Distributed, communication-efficient, and differentially private estimation of KL divergence
Mary Scott, Sayan Biswas, Graham Cormode, Carsten Maple
TL;DR
This paper addresses measuring distribution drift in privacy-sensitive federated data by estimating the KL divergence $D_{KL}(\\Pi \\| P)$ between a reference distribution and a private data distribution. It introduces PRIEST-KLD, a family of three DP-enabled estimators that trade off trust, communication, and accuracy across Fully Trusted, TAgg, and Fully Distributed models, using Monte Carlo subsampling and secure aggregation. The estimators are shown to be unbiased in the Trusted and TAgg models, with DP noise added to guarantee $(\\varepsilon,\\delta)$-DP, while the Dist model relies on local DP noise and yields a non-unbiased estimator but strong privacy and low communication. Empirical results on FEMNIST demonstrate that the Dist model often achieves the best privacy-utility trade-off, guiding parameter choices such as the noise level via $\\varepsilon$, the sampling rate via $|C_t|$, and the variance-control parameter via $\\lambda$ for practical deployment.
Abstract
A key task in managing distributed, sensitive data is to measure the extent to which a distribution changes.

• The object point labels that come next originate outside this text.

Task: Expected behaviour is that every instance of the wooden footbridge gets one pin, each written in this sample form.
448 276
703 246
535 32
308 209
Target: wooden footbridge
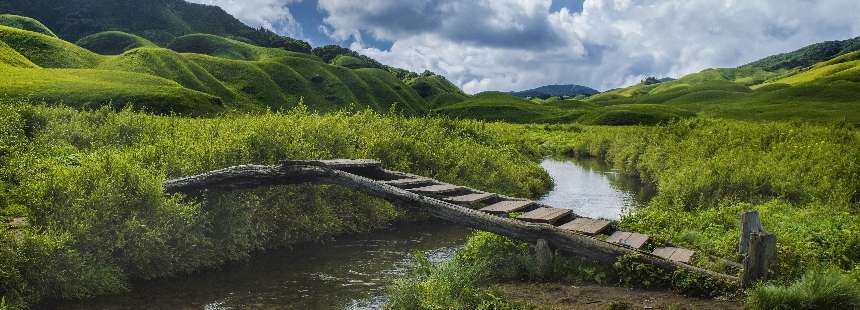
521 219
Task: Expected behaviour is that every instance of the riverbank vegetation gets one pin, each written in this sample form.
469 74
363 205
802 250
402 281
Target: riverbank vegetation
802 178
83 189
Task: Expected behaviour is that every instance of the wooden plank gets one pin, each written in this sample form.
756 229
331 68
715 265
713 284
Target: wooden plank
408 182
545 215
628 239
675 254
335 163
437 189
586 225
508 206
470 198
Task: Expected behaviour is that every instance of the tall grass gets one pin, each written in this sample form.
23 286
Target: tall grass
827 289
90 185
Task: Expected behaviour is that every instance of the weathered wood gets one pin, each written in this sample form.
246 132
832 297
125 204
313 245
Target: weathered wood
750 223
762 249
680 255
545 215
470 198
437 189
336 163
253 176
628 239
543 256
587 225
508 206
409 182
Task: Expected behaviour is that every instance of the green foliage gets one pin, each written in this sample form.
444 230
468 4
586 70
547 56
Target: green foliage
634 114
113 42
807 56
228 48
353 62
828 289
437 90
46 51
25 23
801 178
157 21
239 76
90 183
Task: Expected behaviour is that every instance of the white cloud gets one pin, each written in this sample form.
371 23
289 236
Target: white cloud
511 45
272 14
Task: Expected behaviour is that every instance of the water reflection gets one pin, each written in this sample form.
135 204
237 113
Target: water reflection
350 273
591 188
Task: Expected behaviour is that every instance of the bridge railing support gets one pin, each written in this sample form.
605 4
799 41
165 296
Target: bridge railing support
758 247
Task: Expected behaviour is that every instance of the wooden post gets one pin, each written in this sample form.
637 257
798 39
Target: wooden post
762 248
543 255
750 223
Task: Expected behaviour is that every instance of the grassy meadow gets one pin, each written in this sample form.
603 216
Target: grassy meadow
68 172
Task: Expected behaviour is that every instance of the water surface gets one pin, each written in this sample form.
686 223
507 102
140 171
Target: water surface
352 272
592 189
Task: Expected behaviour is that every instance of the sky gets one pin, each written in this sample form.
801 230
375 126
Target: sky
507 45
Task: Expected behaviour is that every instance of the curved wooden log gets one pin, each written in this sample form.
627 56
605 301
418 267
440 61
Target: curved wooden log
253 176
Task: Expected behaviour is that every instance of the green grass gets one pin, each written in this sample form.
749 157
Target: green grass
113 42
212 45
816 290
90 184
11 57
351 62
48 51
25 23
437 90
221 74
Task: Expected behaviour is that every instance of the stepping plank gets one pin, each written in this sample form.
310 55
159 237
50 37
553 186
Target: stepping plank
408 182
675 254
628 239
586 225
545 215
436 189
508 206
470 198
335 163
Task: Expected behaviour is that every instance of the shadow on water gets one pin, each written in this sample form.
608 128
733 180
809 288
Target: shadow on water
352 272
592 188
349 273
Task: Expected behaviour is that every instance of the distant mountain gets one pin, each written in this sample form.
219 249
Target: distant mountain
556 90
806 56
159 21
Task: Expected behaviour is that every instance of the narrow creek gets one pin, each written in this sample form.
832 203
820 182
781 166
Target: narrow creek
352 272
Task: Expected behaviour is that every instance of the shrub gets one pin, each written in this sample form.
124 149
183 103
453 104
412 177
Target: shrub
828 289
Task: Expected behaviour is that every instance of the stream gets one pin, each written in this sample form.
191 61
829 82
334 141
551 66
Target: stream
352 272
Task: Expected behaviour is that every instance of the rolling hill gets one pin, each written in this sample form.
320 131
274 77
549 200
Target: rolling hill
197 74
556 91
159 21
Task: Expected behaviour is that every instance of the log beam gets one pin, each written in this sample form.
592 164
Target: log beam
254 176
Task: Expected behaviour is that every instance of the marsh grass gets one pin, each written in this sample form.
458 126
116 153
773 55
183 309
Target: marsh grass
89 183
827 289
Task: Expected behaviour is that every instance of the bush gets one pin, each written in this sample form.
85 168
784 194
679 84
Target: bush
828 289
90 183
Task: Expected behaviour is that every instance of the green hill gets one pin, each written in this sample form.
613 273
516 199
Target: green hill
437 90
113 42
806 56
159 21
207 73
25 23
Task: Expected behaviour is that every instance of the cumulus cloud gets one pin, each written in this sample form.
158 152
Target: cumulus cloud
510 45
272 14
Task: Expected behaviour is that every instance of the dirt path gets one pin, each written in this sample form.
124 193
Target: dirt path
561 296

Understanding this drift can effectively support a variety of federated learning and analytics tasks. However, in many practical settings sharing such information can be undesirable (e.g., for privacy concerns) or infeasible (e.g., for high communication costs). In this work, we describe novel algorithmic approaches for estimating the KL divergence of data across federated models of computation, under differential privacy. We analyze their theoretical properties and present an empirical study of their performance. We explore parameter settings that optimize the accuracy of the algorithm catering to each of the settings; these provide sub-variations that are applicable to real-world tasks, addressing different context- and application-specific trust level requirements. Our experimental results confirm that our private estimators achieve accuracy comparable to a baseline algorithm without differential privacy guarantees.